To report an issue in a GNOME project, go to GNOME GitLab.
Do not go to GNOME Gitlab for: Bluefish, Doxygen, GnuCash, GStreamer, java-gnome, LDTP, NetworkManager, Tomboy.
Bug 625850 - Not able to decode special characters during parsing
Not able to decode special characters during parsing
Status: RESOLVED INVALID
Product: libxml2
Classification: Platform
Component: general
2.7.3
Other Linux
: Normal normal
: ---
Assigned To: Daniel Veillard
libxml QA maintainers
Depends on:
Blocks:
 
 
Reported: 2010-08-02 16:17 UTC by Avijeet Gupta
Modified: 2021-06-18 16:03 UTC
See Also:
GNOME target: ---
GNOME version: ---



Description Avijeet Gupta 2010-08-02 16:17:47 UTC
Hi,

This is the sample document which i am trying to parse:

<?xml version="1.0" encoding="iso-8859-1"?>
        <statuslineupdatereq>
        <action>notify_display</action>
        <statustext>^^$</statustext>
        <priority>1</priority>
        </statuslineupdatereq>

Looks like the parser is not able to parse the element tag <statustext>^^$</statustext> properly. The parser is returning back only '$' but I need the whole content of the element which is '^^$'. 

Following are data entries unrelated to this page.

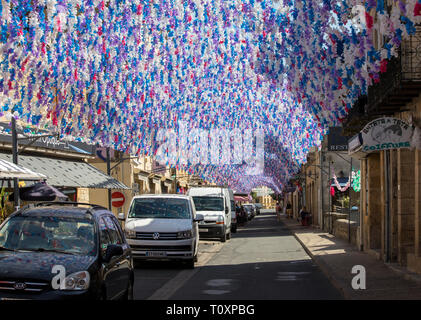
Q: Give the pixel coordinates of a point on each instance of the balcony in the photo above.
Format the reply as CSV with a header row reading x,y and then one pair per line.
x,y
401,83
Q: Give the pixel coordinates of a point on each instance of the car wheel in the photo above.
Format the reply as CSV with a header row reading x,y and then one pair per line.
x,y
102,296
129,292
190,263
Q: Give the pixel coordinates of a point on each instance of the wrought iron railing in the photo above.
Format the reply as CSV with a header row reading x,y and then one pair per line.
x,y
405,69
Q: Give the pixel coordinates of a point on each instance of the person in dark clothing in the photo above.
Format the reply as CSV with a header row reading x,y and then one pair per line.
x,y
304,216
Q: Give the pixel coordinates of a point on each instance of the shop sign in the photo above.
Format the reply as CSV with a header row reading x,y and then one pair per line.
x,y
336,141
386,133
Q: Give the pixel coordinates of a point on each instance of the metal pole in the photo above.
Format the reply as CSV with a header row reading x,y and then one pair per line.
x,y
109,173
15,161
349,204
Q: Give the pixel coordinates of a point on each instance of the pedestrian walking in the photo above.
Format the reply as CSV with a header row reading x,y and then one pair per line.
x,y
278,211
289,210
304,216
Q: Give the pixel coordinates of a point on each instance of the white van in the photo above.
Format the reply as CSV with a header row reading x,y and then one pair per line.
x,y
215,206
163,226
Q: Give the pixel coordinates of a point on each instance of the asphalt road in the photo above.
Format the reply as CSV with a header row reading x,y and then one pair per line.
x,y
262,261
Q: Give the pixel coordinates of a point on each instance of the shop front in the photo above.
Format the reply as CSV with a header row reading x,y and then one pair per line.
x,y
388,184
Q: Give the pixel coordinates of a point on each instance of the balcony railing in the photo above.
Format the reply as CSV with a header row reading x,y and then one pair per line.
x,y
401,82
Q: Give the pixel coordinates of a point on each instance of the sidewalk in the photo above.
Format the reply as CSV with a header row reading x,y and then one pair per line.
x,y
336,257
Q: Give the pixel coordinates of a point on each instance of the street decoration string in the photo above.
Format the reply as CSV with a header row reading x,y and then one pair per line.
x,y
356,180
113,72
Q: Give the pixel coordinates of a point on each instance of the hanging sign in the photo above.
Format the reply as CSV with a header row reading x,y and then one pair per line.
x,y
117,199
386,133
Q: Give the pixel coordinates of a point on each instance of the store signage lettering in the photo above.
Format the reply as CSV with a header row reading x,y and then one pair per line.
x,y
386,146
386,133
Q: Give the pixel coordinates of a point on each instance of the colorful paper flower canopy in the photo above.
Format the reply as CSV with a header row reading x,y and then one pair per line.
x,y
115,71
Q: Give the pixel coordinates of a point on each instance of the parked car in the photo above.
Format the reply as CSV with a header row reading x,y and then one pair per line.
x,y
163,227
258,207
61,251
214,204
249,208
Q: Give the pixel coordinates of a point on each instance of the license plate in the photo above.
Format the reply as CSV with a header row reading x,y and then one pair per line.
x,y
156,254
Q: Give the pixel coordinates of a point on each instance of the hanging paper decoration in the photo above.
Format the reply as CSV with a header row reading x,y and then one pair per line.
x,y
356,180
332,191
114,72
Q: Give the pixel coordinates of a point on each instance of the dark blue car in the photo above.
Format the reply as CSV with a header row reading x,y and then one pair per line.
x,y
61,251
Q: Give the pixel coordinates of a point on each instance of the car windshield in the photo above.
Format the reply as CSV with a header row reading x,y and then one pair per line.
x,y
165,208
209,203
54,234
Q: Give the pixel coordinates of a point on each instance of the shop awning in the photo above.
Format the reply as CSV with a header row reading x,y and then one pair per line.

I have another case where the content of the statustext element is '^^%' and the parser returns only '%'. I have spent lot of time trying to figure out what is going on here but with no success. 

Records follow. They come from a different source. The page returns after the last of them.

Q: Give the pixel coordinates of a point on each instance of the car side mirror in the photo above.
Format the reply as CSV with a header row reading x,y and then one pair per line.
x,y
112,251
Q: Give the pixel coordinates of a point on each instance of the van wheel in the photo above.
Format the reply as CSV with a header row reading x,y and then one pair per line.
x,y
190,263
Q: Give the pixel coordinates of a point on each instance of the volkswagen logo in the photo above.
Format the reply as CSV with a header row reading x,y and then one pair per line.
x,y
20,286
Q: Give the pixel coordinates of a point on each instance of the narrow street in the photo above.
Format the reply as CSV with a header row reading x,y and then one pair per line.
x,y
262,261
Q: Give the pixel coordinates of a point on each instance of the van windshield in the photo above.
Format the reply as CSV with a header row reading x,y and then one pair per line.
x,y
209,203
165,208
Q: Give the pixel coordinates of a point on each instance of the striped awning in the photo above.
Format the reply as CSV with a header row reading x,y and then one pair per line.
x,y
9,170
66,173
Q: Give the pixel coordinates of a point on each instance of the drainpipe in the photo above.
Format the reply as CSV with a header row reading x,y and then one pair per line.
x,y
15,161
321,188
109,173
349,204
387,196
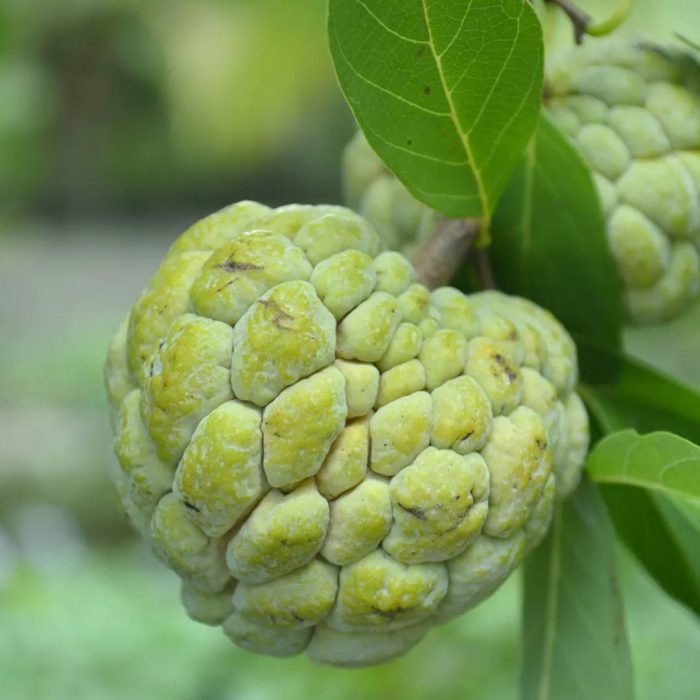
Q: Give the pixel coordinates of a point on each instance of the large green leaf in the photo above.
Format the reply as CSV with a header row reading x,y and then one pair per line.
x,y
549,242
574,640
651,484
660,461
623,392
447,93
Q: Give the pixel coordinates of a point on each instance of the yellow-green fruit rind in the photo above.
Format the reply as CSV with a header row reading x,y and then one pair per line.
x,y
636,120
330,456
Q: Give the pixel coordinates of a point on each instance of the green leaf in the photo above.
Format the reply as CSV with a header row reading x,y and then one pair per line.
x,y
447,93
574,640
632,394
660,461
549,242
651,484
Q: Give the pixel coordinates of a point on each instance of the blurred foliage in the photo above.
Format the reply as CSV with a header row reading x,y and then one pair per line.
x,y
115,104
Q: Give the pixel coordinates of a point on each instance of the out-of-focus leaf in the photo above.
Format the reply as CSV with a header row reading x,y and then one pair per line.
x,y
574,640
651,484
549,242
622,392
447,93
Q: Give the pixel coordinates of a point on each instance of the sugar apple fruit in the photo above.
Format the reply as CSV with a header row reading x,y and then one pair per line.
x,y
634,114
331,457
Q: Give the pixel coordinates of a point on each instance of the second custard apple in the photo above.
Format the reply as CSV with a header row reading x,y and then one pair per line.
x,y
634,114
332,458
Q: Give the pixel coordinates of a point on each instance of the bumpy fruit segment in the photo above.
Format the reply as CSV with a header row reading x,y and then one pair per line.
x,y
635,118
331,457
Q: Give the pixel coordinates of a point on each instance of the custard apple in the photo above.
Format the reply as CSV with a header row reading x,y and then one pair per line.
x,y
634,115
331,457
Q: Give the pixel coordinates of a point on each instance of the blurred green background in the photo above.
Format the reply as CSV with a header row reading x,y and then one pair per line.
x,y
121,122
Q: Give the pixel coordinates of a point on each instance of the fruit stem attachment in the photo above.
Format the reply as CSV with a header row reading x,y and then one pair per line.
x,y
437,260
583,23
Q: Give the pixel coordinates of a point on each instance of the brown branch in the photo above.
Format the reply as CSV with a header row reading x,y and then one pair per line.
x,y
437,260
579,19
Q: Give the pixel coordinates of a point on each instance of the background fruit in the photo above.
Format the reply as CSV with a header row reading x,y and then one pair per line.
x,y
330,456
634,114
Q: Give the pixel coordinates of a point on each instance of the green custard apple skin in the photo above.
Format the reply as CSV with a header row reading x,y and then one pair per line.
x,y
332,458
634,115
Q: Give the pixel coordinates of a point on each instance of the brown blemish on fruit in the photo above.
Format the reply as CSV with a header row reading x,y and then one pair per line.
x,y
280,314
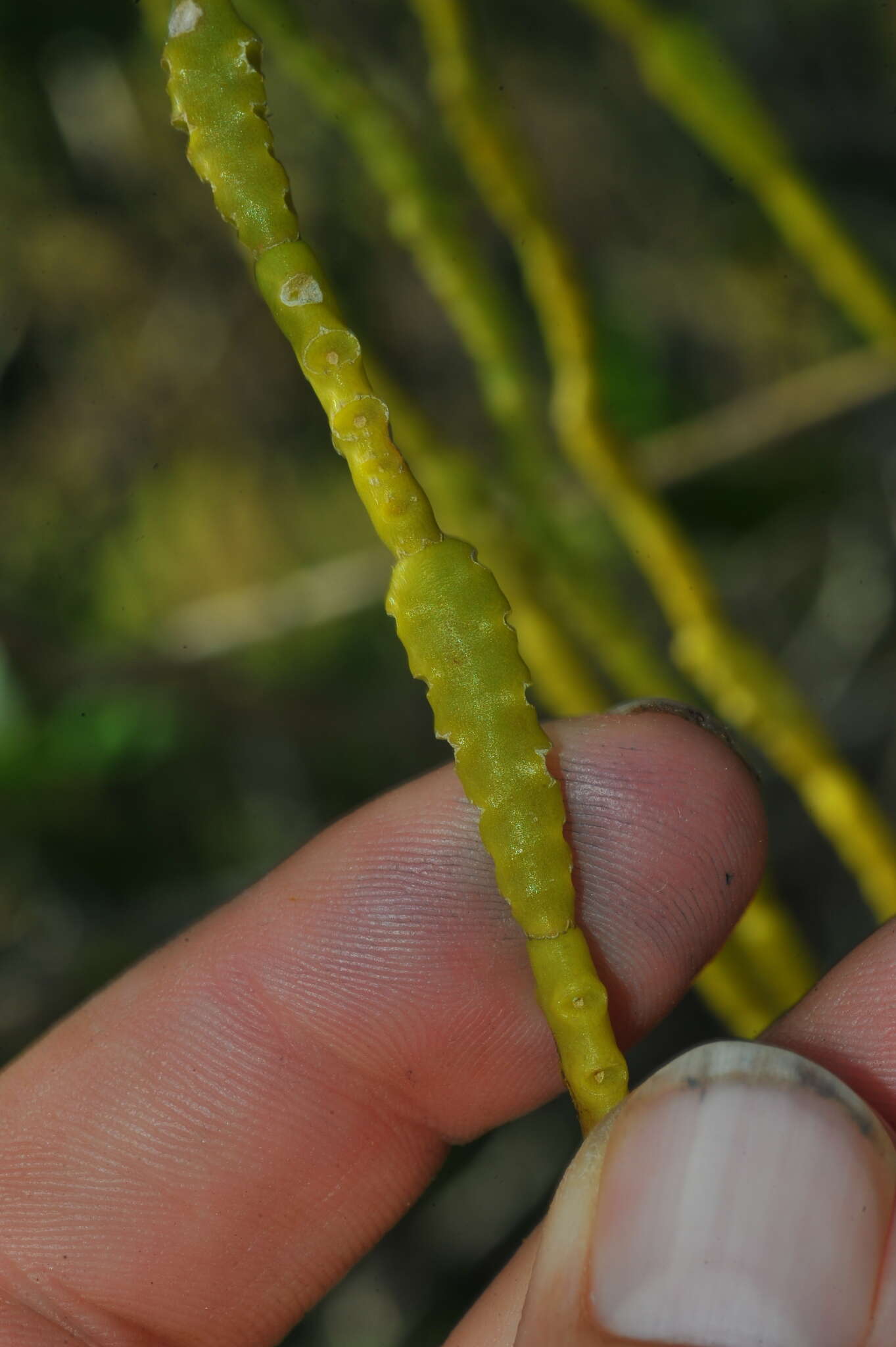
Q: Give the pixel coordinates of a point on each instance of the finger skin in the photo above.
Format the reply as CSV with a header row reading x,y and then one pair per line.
x,y
208,1145
847,1024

I am doing the following to get the element content:
/* code snippet */
    .................
    .................
    for (cur_node = node; cur_node; cur_node = cur_node->next) {
      if (cur_node->type == XML_ELEMENT_NODE) {
        if (!xmlStrcmp(cur_node->name, (const xmlChar *) "statustext")){
          data = xmlNodeListGetString(doc, cur_node->xmlChildrenNode, 1);
        }
      }
      parseXMLNode(.......);      
    }

Also, in this case, I get a crash when I do not call xmlCtxtReadMemory() in recover mode. Looks like the parser crashes when it encounters '^' character. I do not see a crash while running in recover mode but the parser ignores '^' character and sends only the '$' or '%' back to me.

I am not sure if the problem lies in the parser or at my end. Any help/clue would be really appreciated. 

Thanks,
Avijeet
Comment 1 André Klapper 2021-06-18 16:03:20 UTC
Please ask support questions about code development in support forums. Thanks!